Class SuffixArrayBasedMatcher
A IMatcher implementation which uses a MoreStructures.SuffixArrays.SuffixArray to perform text pattern matching.
Inheritance
Implements
Inherited Members
Namespace: MoreStructures.BurrowsWheelerTransform.Matching
Assembly: MoreStructures.dll
Syntax
public class SuffixArrayBasedMatcher : IMatcher
Remarks
Text and its MoreStructures.SuffixArrays.SuffixArray has to be provided as an additional input.
If not already available, it can be built via a
SuffixStructureBasedSuffixArrayBuilder<TEdge, TNode>, if a Suffix Structure of the provided text
is already available (such as a Suffix Tree or Trie), and via NaiveSuffixArrayBuilder otherwise.
The algorithm performs two binary searches over the SortedBWT in sequence.
- The first binary search looks for the first index i of the SortedBWT such that the provided
pattern matches the i-th element of the MoreStructures.SuffixArrays.SuffixArray (meaning that the pattern is
fully contained in the i-th suffix of Text in SuffixArray).
- If i is not found, a failing Match is returned. Otherwise, a second binary search is
performed.
- The second binary search looks for the last index j of the SortedBWT respecting the same
condition as the first binary search. This search starts from the index found in the first search (included).

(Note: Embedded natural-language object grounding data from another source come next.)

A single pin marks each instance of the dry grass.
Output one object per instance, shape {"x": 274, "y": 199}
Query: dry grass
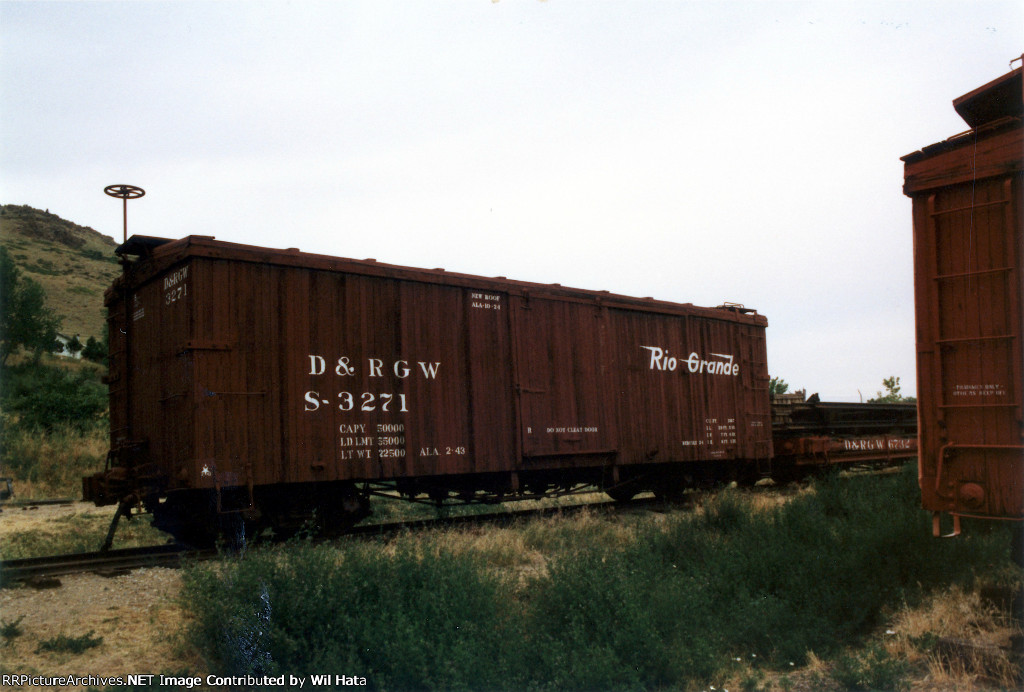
{"x": 56, "y": 529}
{"x": 963, "y": 642}
{"x": 51, "y": 465}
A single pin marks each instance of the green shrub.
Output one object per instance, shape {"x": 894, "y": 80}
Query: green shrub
{"x": 46, "y": 397}
{"x": 674, "y": 606}
{"x": 403, "y": 620}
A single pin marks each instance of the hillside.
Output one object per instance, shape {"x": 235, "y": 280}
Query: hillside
{"x": 74, "y": 264}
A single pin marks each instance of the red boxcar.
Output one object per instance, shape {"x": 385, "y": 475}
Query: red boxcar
{"x": 969, "y": 283}
{"x": 266, "y": 383}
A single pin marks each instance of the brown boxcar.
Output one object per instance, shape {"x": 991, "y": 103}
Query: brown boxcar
{"x": 266, "y": 383}
{"x": 969, "y": 285}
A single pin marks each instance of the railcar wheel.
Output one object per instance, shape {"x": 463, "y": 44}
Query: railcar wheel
{"x": 621, "y": 493}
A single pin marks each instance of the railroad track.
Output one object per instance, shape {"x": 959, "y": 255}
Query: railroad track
{"x": 43, "y": 571}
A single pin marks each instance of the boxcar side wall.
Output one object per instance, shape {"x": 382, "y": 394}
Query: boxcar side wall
{"x": 257, "y": 369}
{"x": 968, "y": 271}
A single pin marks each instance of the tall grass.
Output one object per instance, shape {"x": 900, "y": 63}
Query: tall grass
{"x": 52, "y": 427}
{"x": 672, "y": 606}
{"x": 50, "y": 464}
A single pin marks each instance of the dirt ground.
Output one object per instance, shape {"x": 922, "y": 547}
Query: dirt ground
{"x": 135, "y": 614}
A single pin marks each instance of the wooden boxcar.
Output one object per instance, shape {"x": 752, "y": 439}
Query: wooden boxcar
{"x": 264, "y": 384}
{"x": 969, "y": 285}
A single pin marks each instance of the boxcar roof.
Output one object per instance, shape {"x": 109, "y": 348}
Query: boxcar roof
{"x": 156, "y": 255}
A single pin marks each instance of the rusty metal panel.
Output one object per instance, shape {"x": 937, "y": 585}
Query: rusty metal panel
{"x": 969, "y": 292}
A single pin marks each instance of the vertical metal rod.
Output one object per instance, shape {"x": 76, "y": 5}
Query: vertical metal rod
{"x": 125, "y": 192}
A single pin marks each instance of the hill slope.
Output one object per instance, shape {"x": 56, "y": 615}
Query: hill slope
{"x": 74, "y": 264}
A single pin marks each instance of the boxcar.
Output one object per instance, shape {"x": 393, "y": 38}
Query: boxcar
{"x": 266, "y": 384}
{"x": 969, "y": 285}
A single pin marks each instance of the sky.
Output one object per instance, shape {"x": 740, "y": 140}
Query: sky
{"x": 696, "y": 152}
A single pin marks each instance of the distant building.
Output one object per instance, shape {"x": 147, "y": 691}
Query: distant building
{"x": 62, "y": 346}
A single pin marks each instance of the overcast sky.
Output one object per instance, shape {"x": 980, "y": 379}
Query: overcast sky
{"x": 694, "y": 152}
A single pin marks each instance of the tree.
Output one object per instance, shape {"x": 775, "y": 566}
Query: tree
{"x": 25, "y": 319}
{"x": 777, "y": 386}
{"x": 892, "y": 394}
{"x": 94, "y": 350}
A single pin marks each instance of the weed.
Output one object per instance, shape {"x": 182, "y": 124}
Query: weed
{"x": 873, "y": 668}
{"x": 606, "y": 604}
{"x": 65, "y": 644}
{"x": 8, "y": 631}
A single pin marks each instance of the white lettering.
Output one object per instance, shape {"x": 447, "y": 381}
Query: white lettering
{"x": 316, "y": 364}
{"x": 429, "y": 370}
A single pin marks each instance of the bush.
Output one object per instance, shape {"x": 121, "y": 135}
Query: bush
{"x": 675, "y": 606}
{"x": 46, "y": 397}
{"x": 402, "y": 620}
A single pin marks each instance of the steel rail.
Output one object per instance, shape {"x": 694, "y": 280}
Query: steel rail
{"x": 30, "y": 569}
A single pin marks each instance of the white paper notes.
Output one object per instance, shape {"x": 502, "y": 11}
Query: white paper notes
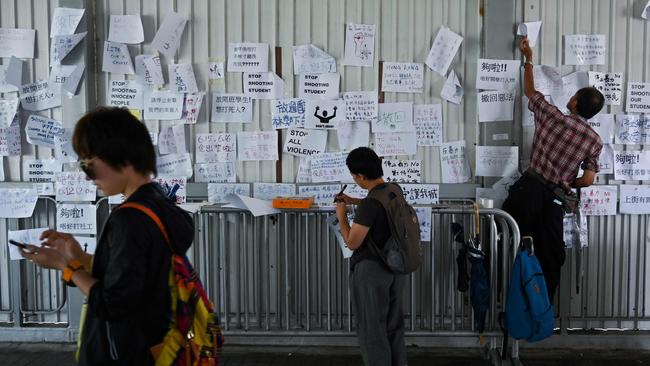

- The second search is guaranteed to succeed (as in the worst case the last occurrence corresponds to the first
one, found in the first search.
- The array of indexes is as long as the length n of SortedBWT, which is also the length of the
text and the MoreStructures.SuffixArrays.SuffixArray.
- Each binary search does a number of comparisons which is logarithmic over n.
- Each comparison is of at most n chars.
- So Time Complexity is O(n * log(n)) and Space Complexity is O(n).
Constructors
| Improve this Doc View SourceSuffixArrayBasedMatcher(RotatedTextWithTerminator, TextWithTerminator, SuffixArray)
Declaration
public SuffixArrayBasedMatcher(RotatedTextWithTerminator sbwt, TextWithTerminator text, SuffixArray suffixArray)
Parameters
Type | Name | Description |
---|---|---|
RotatedTextWithTerminator | sbwt | |
TextWithTerminator | text | |
MoreStructures.SuffixArrays.SuffixArray | suffixArray |
Remarks
Properties
| Improve this Doc View SourceBWT
Declaration
public RotatedTextWithTerminator BWT { get; }
Property Value
Type | Description |
---|---|
RotatedTextWithTerminator |
Remarks
Unlike SortedBWT, BWT is not required to perform Pattern Matching against Text, and is not supported.
OrderedAscListSearch
The ISearch implementation to be used when searching for items in lists sorted in ascending order.
Declaration
protected static ISearch OrderedAscListSearch { get; }
Property Value
Type | Description |
---|---|
ISearch |
SortedBWT
The sorted version of the Burrows-Wheeler Transform. Also, the first column of the Burrows-Wheeler Matrix.
Declaration
public RotatedTextWithTerminator SortedBWT { get; }
Property Value
Type | Description |
---|---|
RotatedTextWithTerminator |
SuffixArray
The MoreStructures.SuffixArrays.SuffixArray of Text.
Declaration
public SuffixArray SuffixArray { get; }
Property Value
Type | Description |
---|---|
MoreStructures.SuffixArrays.SuffixArray |
Text
The TextWithTerminator, to do pattern matching against.
Declaration
public TextWithTerminator Text { get; }
Property Value
Type | Description |
---|---|
TextWithTerminator |
Remarks
Requires to get the actual suffix from the i-th element of SuffixArray, to be compared against the pattern.
Methods
| Improve this Doc View SourceBuildComparer(IEnumerable<Char>)
Builds a SuffixArrayAgainstPatternComparer instance, or a derivation of it, to be used in Match(IEnumerable<Char>), to find the start and end indexes in SortedBWT, corresponding to first and last matches of the pattern in Text.
Declaration
protected virtual SuffixArrayAgainstPatternComparer BuildComparer(IEnumerable<char> pattern)
Parameters
Type | Name | Description |
---|---|---|
IEnumerable<System.Char> | pattern |
Returns
Type | Description |
---|---|
SuffixArrayAgainstPatternComparer | An instance of SuffixArrayAgainstPatternComparer instance, or a derivation of it. |
Match(IEnumerable<Char>)
Tries to match the provided pattern
against Text, via the
SortedBWT and the SuffixArray of Text.
Declaration
public Match Match(IEnumerable<char> pattern)
Parameters
Type | Name | Description |
---|---|---|
IEnumerable<System.Char> | pattern |
Returns
Type | Description |
---|---|
Match |